Нюся решительно поднялась, взяла Петра за руку и, посмеиваясь, перетащила на свое место. Оксана и Петро, встретившись глазами, улыбнулись.
— Почему
— С Грицьком засиделись.
— Я тебя поджидала. Думала, на Днепр пойдешь.
— Не успел.
— А почему тогда ушел? С Лешей поссорились?
— Чего нам с ним делить? — ответил Петро, прямо и вызывающе глядя ей в глаза. — Вопрос, кажется, решенный?
— Он, знаешь, что сделал? Напился, сорочку на себе порвал.
— Каждый тешит себя, как умеет.
— Нет, он здорово обиделся, что ты ушел.
За столом вдруг затихли. Кузьма Степанович, оглядывая зал, надел очки, извлек из кармана какие-то бумажки, откашлялся и торжественным голосом произнес:
— Дорогие наши колхозники, а также колхозницы! Сегодня у нас великое свято по случаю окончания весенних полевых работ.
Он поглядел поверх очков в сторону, где среди стариков сидел приехавший только что Бутенко.
— В гостях у нас сам секретарь райкома партии, наш руководитель. Он знает, как мы работали и чего перед людьми заслужили. Так что Чистая Криница не подкачала и взяла первое место по всему району как по севу яровых, а также и технических и по прополке. За это имеем благодарность от районных руководителей…
Бутенко поднял руки и первый громко захлопал. Его дружно поддержали.
— Бухгалтера наши подсчитали, — продолжал Девятко, — с чем мы придем к осени, если, конечно, хлеб, фрукты, овощи соберем аккуратненько, по-хозяйски. Докладывать сейчас подробно не приходится, но скажу: думка такая, что хлеба пудов по сто, а то и по сто десять возьмем на круг. Это, стало быть, кило по восемь на трудодень… Хорошо поработали, обижаться нечего.
Дружно зааплодировала молодежь. Ее поддержали старики. И вот уже весь зал поднялся, долго и старательно аплодируя самим себе, своим вожакам.
— А теперь, — заключил Кузьма Степанович, — поблагодарим наших передовиков. Так что, товарищи, переходящее красное знамя опять заслужило звено Ганны Рубанюк.
— Лихолит, — дружно подсказали сбоку.
— Извиняюсь, Ганны Лихолит, — поправился Кузьма Степанович.
Все оглянулись, разыскивая глазами звеньевую.
Ганна поднялась. Порозовев от смущения и опустив ресницы, она шептала что-то подружкам.
Кузьма Степанович развернул атласное, с золотыми буквами по красному полю, знамя. Ганна протиснулась за спинами сидящих; подошла к председателю. Взяв из его рук древко, она дрожащим голосом произнесла:
— Это знамя… наше звено стахановок-пятисотниц… будет…
Она сбилась под устремленными на нее взглядами и замолчала.

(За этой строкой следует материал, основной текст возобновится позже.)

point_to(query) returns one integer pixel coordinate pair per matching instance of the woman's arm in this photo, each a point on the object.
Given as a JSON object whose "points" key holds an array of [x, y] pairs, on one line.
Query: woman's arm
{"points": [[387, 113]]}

Потом с решимостью громко закончила:
— В будущем году обещаем собрать тысячу центнеров гектара и вызываем на соревнование горбаневских хлопцев.
Андрей Горбань, бригадир полеводческой бригады, заерзал на стуле. Это он еще две недели назад грозился отвоевать заветное знамя. Может быть, и удалось бы, если бы не обнаружили на горбаневском участке в просе осот.